The other half is Keteki, a smoulderingly beautiful (so it is said) freelance art curator from Guwahati, returning home from an exhibition in London. The novel tells the story of how, in spite of commitment issues on both sides, the lightbulb moment brings them together.
Local flavour
This hip and happening Bollywood formula, perfectly enjoyable in its own terms, is rendered impotent by Joseph’s narrative ambition. The novel seeks to break the pattern without breaking the mould. It is a strange hybrid, and not in a witty intertextual kind of way. It references global high culture at every turn in a bid for sophistication but remains decidedly adolescent in its philosophical moorings. In terms of scope, it weaves drunkenly across months, countries and continents, tossing the narrative all over the place in unfortunate mimicry of Keteki’s desperate flings into random male beds until she finds her Ved.
The scale of the story would be epic if it had a little more style. The reader struggles to keep up with what is going on with whom and when and where. It is also a challenge to keep track of the endless minor characters who parade across the narrative landscape without impact or consequence. If this is slice-of-life fiction one might as well crowd-watch a shopping mall.
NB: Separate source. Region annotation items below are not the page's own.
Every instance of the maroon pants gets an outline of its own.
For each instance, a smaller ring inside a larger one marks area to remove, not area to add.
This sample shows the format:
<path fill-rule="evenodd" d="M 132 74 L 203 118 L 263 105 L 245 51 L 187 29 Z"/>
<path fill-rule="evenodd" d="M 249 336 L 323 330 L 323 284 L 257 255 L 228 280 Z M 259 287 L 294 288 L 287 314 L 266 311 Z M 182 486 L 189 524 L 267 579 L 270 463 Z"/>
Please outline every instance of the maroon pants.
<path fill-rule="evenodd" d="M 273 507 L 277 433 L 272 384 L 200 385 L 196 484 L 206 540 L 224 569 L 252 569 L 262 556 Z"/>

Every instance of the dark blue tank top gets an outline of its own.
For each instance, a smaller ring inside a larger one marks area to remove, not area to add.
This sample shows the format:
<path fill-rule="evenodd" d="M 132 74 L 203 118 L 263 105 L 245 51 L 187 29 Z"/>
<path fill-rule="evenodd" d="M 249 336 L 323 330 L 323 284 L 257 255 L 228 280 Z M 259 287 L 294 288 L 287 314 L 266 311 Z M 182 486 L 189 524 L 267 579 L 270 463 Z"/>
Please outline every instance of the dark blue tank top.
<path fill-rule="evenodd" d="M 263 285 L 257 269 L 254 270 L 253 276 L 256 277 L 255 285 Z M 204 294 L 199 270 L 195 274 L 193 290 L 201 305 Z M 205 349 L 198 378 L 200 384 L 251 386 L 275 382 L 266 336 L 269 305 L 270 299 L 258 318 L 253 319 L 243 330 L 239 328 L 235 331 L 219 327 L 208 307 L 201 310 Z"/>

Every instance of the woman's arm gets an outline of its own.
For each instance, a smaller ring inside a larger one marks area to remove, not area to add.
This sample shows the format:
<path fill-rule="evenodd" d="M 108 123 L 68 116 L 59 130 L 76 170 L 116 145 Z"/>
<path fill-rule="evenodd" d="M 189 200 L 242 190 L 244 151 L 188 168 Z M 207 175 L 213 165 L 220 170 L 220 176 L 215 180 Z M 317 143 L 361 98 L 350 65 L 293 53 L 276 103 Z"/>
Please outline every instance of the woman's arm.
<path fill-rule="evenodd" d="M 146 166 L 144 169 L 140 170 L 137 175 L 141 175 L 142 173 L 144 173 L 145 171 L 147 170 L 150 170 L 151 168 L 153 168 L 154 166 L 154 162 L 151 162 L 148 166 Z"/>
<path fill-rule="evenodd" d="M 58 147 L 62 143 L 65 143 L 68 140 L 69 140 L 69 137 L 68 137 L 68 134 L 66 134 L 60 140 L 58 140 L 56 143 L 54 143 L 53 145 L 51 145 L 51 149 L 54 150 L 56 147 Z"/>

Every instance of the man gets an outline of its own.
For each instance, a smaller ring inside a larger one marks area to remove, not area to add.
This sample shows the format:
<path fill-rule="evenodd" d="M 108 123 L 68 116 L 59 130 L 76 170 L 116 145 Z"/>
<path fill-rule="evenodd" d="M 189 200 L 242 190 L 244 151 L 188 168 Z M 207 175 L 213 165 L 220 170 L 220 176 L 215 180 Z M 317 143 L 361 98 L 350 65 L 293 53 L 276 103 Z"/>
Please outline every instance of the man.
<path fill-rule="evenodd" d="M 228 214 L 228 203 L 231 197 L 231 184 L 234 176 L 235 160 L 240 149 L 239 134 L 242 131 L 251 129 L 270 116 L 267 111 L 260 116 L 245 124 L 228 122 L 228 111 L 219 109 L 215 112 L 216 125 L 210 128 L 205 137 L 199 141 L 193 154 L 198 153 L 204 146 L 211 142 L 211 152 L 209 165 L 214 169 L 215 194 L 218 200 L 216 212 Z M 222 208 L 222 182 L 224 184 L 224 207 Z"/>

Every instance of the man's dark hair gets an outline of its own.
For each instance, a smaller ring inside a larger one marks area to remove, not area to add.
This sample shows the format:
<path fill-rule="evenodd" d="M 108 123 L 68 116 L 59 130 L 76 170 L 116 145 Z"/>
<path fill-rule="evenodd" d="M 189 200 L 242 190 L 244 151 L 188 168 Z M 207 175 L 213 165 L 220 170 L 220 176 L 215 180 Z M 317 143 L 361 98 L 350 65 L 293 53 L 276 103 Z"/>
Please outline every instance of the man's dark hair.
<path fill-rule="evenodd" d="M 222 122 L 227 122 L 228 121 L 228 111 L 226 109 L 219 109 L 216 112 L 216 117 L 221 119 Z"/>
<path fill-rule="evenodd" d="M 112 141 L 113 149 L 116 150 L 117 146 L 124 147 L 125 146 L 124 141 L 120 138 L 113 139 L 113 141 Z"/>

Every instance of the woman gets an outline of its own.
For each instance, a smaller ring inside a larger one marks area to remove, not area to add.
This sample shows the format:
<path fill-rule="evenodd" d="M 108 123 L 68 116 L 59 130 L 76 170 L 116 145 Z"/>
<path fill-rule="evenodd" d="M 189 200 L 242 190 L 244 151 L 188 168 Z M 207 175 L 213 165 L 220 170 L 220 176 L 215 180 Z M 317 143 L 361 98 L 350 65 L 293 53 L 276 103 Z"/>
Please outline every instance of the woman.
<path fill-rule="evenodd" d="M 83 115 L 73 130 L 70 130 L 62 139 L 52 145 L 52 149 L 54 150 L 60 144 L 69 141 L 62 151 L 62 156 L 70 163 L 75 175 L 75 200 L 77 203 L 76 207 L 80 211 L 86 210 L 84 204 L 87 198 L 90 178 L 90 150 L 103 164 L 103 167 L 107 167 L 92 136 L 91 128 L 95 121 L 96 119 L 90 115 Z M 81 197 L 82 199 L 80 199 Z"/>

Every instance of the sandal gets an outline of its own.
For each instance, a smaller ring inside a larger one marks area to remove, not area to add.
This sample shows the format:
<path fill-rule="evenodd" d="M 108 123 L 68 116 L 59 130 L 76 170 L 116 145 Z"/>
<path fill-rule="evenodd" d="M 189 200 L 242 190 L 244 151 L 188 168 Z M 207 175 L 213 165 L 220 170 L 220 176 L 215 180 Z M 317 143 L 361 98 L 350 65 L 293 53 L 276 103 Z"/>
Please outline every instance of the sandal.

There is, of course, the mandatory local flavour. Crisp lessons in the history of Assam are delivered by the locals, including Keteki’s eccentric and widely read uncle who holds the ancestral fort in Jorhat. Tribal unrest threatens to sabotage the Lucifer plant and government corruption casts sinister shadows on the dream of cheap, long-lasting illumination for the great Indian rural public. But Keteki finds her life’s purpose in transferring her curating talents to ethnic entrepreneurship and we have resolution in sight.
There is even some yoga, ashram life and Shankaracharya teachings thrown in for self-knowledge. Adding garnish to the proceedings is the inscrutable Tuku, who comes out of nowhere into Keteki’s family and vanishes into thin air, only to appear again transformed into a T-shirt wearing spiritual metaphor.
Aesthetic limbo
The book attempts The Calcutta Chromosome kind of magic realism but lacks the exuberance and erudition of Amitav Ghosh’s imagination. The real half of Keeping in Touch seems uneasy about the magic half, and the book hangs in a kind of aesthetic limbo. Exacerbating this is the problem of Keteki. She is whimsical or aloof or downright rude with her peers. She is so intent on being emotionally disentangled that it becomes difficult to see why people are regularly smitten by her. We hardly see the joy that supposedly defines Keteki, although the sadness that is said to also define her is very much present. Indeed, for all the globetrotting between London, Oxford, Bombay, Delhi and Guwahati, both our protagonists show us the world in grayscale. Could this be the result of trauma, or is it the ennui of privilege?
While Joseph is competent in a certain kind of fashionable articulation, the language of the book is too flat too often. Deadpan description coupled with deliberately jarring dialogue may be good technique in a screenplay, it does not necessarily work in a novel. And so, despite being full of self-conscious symbolism and thematic networking, the book remains curiously half formed. It seems to be a novel ardently waiting for the film contract to come and make it complete.
Keeping in Touch; Anjali Joseph, Context, ₹599
The reviewer is Assistant Professor, English, at IIT-Guwahati.